Grier looks back on those productions with affection. “They’re campy fun,” she says. “You’ve got nudity, wet T-shirts, the dialogue isn’t that great, you can’t take them too seriously. But audiences also got to see women of colour stand up and speak up. Everyone knew that they’d been oppressed for so long, never allowed to fight back.”
A fellow cast member on The Big Doll House told her that “it’s only a B-picture – you don’t have to work that hard.” Yet Grier has brought the same commitment to most of the 100-plus roles she’s played, even when the project was patently ridiculous. Take the 1972 science-fiction horror The Twilight People. The cinema marquees of the day put it best: “Half Beast … All Monster! Pam Grier as the Panther Woman!” She chuckles at the memory. “They told me: ‘You’ll be playing a part-panther.’ I said: ‘I’ll take it!’ You’ve got Godzilla and King Kong, and now here I am playing the panther woman. I’m in good company!” She pauses for a second. “I still have the teeth somewhere … ”
All the tomfoolery and gaudiness of those early pictures hid a serious purpose, she says. Audiences were “hungry for a female action hero”, just as Black actors were sick of being cast as “nannies and maids”. Looking back, she notes that “there were not many opportunities for people of colour. You had to create jobs and careers.” Black culture was not merely hard won but liable to be overlooked or eradicated.
“When Richard Pryor was writing Blazing Saddles with Mel Brooks, he asked me: ‘Were there really Black people in the west?’ I said: ‘Hell yeah!’ It wasn’t taught in schools but there were Black rodeos, Black cowboys. We weren’t in the history books; we were erased because we didn’t matter, and it would only arouse hostility from the people who didn’t want to share the narrative, or the historic winnings, of building this country.” There is a direct line, she explains, from that history of erasure to her choice of roles. “I felt it important for women of colour not to be invisible any more.”
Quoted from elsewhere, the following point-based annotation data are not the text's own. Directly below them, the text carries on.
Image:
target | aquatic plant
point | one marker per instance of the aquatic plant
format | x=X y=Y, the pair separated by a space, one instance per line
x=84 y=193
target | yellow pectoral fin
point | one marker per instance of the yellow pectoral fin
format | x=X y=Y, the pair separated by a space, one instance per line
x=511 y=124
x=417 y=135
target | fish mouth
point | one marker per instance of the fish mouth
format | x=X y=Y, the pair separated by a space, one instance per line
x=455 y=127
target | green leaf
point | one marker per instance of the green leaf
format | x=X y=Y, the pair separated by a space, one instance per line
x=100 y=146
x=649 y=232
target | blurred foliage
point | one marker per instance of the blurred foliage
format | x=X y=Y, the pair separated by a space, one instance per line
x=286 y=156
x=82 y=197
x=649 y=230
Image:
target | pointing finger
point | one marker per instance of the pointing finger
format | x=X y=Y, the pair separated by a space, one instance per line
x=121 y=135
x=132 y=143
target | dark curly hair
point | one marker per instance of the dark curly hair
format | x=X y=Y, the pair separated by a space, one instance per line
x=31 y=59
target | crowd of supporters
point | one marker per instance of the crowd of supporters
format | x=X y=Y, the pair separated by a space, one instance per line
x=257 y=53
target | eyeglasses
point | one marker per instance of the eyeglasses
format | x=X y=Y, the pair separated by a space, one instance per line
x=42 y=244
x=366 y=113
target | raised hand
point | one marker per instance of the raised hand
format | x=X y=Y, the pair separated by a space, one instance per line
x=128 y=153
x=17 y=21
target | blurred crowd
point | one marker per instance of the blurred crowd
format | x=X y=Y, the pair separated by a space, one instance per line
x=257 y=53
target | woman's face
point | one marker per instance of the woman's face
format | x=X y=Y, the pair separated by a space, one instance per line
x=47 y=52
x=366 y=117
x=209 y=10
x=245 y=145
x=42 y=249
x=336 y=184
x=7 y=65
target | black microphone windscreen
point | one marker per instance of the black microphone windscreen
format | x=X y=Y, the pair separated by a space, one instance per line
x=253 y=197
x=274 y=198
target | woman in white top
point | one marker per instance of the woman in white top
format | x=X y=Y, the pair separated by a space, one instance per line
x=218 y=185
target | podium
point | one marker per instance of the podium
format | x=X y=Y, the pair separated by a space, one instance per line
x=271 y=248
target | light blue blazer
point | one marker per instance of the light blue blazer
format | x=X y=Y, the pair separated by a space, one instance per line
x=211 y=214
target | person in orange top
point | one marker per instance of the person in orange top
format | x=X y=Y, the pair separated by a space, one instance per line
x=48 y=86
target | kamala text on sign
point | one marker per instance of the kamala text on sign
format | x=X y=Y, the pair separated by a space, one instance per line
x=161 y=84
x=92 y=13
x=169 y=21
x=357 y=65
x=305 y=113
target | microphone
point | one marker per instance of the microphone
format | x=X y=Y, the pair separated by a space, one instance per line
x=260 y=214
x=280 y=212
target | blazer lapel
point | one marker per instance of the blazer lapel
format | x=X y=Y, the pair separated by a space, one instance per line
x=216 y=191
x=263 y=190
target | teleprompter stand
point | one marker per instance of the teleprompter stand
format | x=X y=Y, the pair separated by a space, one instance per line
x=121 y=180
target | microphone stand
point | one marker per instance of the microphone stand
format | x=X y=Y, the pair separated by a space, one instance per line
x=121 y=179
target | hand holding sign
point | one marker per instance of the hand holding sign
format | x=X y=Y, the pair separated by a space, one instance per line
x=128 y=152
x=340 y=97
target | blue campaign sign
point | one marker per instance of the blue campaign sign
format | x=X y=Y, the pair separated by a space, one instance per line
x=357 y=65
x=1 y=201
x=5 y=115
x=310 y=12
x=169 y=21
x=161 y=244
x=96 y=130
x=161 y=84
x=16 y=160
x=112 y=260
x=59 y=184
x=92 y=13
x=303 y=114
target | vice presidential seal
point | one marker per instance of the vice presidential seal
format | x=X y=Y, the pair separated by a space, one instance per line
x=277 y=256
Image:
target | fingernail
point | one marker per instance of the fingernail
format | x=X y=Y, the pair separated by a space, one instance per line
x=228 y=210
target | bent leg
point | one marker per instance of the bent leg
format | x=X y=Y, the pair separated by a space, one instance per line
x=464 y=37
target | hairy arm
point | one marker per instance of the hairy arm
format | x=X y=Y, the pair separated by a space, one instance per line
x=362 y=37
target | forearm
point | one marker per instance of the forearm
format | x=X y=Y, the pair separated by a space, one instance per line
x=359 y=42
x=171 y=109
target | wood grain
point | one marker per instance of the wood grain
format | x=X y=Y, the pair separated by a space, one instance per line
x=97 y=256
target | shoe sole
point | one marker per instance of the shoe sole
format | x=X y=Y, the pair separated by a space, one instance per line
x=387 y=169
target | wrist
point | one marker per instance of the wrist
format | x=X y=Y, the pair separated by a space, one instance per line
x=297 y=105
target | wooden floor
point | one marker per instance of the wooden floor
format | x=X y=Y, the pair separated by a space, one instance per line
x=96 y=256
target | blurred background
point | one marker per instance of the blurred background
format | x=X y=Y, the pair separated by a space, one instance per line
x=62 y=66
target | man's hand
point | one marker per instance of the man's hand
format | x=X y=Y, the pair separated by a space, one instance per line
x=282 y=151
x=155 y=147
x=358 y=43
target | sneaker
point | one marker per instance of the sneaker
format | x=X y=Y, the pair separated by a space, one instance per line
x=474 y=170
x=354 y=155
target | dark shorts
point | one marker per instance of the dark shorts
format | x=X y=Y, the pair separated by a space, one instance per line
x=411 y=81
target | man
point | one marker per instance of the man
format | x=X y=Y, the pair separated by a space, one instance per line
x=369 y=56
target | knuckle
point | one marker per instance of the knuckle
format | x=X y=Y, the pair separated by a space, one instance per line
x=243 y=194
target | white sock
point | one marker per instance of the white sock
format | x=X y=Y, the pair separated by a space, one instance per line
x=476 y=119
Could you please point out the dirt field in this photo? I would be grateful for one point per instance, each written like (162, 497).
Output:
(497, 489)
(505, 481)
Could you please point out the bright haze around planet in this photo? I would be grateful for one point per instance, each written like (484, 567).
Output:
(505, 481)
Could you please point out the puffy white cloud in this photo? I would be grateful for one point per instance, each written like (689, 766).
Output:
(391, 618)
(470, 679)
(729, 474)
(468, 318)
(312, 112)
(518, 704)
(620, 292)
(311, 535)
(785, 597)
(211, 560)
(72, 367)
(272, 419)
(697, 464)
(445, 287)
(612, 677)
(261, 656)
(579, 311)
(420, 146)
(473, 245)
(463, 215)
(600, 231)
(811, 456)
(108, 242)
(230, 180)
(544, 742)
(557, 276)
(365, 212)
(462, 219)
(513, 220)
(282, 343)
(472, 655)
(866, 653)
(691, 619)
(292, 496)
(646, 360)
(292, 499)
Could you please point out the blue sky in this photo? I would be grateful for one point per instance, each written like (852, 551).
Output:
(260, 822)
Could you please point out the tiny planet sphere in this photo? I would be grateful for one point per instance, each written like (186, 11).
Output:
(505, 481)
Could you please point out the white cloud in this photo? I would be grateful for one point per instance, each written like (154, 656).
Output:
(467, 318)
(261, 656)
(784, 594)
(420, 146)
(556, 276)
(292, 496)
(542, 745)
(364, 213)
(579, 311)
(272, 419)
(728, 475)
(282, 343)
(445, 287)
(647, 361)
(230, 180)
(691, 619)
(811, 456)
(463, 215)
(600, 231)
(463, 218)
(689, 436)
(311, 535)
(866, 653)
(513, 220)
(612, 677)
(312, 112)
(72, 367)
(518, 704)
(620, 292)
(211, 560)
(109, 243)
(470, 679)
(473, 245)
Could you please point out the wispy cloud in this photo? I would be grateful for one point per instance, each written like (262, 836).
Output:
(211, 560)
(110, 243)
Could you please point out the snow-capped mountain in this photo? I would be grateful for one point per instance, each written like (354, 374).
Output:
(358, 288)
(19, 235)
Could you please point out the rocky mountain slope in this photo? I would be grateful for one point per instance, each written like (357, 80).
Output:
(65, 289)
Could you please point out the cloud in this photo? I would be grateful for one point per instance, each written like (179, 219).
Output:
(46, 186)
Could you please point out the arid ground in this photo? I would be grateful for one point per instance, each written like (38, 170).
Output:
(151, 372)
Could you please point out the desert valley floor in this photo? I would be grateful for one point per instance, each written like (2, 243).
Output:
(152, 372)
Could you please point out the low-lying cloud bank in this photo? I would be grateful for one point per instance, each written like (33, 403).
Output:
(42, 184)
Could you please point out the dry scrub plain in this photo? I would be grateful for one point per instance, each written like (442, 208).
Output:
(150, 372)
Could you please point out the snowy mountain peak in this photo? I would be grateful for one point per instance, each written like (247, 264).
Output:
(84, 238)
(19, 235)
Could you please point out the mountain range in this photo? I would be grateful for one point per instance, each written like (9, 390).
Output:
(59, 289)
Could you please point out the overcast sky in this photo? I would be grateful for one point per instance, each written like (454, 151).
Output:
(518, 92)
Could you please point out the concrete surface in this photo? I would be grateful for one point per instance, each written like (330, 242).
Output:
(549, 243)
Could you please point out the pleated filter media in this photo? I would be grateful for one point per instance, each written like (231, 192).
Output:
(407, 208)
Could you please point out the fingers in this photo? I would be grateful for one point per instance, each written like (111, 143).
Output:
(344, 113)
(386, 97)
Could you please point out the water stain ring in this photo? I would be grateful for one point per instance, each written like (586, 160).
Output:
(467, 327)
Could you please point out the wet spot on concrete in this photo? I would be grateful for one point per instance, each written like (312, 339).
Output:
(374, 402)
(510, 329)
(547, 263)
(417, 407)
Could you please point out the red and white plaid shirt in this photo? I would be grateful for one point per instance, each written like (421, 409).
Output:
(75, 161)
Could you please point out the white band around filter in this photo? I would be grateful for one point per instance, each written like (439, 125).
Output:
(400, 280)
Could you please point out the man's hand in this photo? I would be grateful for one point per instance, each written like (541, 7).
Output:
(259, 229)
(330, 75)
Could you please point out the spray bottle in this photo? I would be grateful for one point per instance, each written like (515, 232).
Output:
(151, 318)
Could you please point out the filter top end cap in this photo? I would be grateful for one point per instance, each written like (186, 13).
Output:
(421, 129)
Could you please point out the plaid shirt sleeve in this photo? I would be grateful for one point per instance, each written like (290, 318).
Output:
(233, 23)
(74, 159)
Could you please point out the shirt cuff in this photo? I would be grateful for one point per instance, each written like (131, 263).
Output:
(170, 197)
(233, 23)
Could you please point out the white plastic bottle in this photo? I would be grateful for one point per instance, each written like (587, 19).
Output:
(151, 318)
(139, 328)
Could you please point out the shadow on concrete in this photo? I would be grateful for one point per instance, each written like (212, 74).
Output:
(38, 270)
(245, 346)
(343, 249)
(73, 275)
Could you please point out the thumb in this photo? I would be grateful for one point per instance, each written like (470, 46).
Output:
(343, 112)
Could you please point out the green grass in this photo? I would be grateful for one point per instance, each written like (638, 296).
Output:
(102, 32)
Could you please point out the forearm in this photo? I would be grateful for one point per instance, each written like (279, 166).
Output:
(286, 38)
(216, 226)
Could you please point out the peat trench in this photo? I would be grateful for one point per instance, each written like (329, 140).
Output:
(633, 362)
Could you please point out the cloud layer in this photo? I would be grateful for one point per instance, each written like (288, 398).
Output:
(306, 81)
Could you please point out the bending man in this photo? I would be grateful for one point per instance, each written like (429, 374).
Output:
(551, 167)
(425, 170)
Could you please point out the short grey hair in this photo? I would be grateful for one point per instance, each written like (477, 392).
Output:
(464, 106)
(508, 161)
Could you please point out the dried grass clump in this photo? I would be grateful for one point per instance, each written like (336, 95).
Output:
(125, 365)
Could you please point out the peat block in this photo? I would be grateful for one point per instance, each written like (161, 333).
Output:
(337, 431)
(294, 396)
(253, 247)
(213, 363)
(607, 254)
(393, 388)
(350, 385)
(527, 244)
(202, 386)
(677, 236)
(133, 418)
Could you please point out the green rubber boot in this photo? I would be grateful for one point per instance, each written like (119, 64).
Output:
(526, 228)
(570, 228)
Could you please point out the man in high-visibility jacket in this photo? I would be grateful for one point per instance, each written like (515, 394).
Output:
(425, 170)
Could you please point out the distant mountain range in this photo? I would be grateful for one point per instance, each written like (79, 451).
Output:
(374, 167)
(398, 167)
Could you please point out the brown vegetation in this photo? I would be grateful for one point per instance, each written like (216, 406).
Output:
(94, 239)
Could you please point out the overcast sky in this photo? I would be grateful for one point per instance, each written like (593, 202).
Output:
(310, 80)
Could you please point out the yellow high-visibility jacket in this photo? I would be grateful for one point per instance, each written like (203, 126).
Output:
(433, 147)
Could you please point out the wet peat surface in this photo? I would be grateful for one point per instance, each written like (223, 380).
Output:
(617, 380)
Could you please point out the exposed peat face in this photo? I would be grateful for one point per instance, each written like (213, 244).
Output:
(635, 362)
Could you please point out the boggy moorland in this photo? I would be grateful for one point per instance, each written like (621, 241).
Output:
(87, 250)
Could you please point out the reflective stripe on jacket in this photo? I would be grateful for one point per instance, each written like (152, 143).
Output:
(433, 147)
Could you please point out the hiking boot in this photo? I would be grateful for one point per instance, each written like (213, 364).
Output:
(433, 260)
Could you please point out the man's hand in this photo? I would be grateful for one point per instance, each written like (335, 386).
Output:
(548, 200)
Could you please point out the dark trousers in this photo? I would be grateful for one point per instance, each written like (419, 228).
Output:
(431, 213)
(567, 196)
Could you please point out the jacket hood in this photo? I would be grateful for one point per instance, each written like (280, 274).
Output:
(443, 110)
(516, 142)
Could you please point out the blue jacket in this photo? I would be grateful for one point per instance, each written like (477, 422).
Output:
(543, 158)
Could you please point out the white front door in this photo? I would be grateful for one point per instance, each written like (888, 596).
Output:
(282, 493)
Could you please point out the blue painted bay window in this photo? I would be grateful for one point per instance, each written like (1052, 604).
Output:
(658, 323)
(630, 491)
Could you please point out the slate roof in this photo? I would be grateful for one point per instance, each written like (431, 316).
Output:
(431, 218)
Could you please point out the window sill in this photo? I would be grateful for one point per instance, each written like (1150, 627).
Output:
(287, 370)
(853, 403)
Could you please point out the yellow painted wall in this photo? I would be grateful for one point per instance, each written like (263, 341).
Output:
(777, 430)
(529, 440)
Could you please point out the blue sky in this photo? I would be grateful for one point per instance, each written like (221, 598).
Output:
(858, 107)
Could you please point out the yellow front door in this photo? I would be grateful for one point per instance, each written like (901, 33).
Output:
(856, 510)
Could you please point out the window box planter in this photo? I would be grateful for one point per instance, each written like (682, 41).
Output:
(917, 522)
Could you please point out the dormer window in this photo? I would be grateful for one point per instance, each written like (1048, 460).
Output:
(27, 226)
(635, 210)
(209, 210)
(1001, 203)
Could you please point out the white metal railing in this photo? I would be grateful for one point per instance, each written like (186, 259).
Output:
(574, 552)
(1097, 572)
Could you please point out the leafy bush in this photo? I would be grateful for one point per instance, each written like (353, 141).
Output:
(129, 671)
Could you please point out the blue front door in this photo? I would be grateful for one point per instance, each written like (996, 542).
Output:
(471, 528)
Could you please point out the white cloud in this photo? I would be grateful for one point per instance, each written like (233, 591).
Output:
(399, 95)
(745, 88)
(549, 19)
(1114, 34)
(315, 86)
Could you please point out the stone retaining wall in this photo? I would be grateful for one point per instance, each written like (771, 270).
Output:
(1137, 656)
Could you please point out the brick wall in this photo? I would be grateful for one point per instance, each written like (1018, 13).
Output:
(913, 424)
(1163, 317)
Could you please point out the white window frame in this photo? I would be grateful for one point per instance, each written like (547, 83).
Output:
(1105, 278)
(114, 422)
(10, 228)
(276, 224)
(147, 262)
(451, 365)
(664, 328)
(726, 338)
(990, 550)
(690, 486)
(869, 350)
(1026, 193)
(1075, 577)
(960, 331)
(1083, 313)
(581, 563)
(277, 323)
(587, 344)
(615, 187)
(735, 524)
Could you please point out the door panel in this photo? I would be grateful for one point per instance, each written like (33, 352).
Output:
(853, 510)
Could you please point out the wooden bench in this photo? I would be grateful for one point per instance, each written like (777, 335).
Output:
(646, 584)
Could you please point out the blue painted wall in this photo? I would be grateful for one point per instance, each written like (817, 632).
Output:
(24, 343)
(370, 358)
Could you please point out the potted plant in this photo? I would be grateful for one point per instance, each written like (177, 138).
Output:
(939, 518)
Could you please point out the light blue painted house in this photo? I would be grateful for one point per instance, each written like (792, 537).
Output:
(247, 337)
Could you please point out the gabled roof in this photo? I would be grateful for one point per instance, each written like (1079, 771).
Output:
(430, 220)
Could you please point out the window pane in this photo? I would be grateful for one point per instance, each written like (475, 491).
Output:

That they aren’t is partly down to Grier. Her early work is justly celebrated, and recognised as part of the Black cinema canon. The reputation of Jackie Brown – which turns 25 this year – continues to rise. And her memoir, which details everything from the childhood sexual abuse she suffered at the hands of boys in her neighbourhood to her turbulent romances with the likes of Pryor and the basketball star Kareem Abdul-Jabbar, is being adapted for television after several faltering attempts to turn it into a film. Casting is about to begin. “We just have to find the right foot for the shoe,” she says.
In recent years, she has been whooping it up in comedies such as Poms (ageing cheerleaders!) and Bad Grandmas (grannies hide a dead body!). To those wondering what there could possibly be left for her to do, she has news: “I just made a film about a zombie apocalypse,” she announces, referring to the forthcoming As We Know It. The publicist is trying to wrap up our conversation and hustle her on to the next appointment, but Grier isn’t having any of it.
“I want to play a zombie,” she continues. “I want to drop an arm or leg in a driveway. Have you ever seen a zombie ride an escalator? No! They stand there hypnotised by the moving steps. We can live with them, OK? Half-zombies, I mean, not full ones. All they want is to drink at the bar. They’ve got to learn to pay with money, not some half-eaten corn cob … ” Who knows where she’s going with all this? Only a fool, however, wouldn’t want to find out.
The Pam Grier: Foxy, Fierce and Fearless season runs at BFI Southbank, London, until 4 October. Jackie Brown is back in cinemas across the UK from 16 September.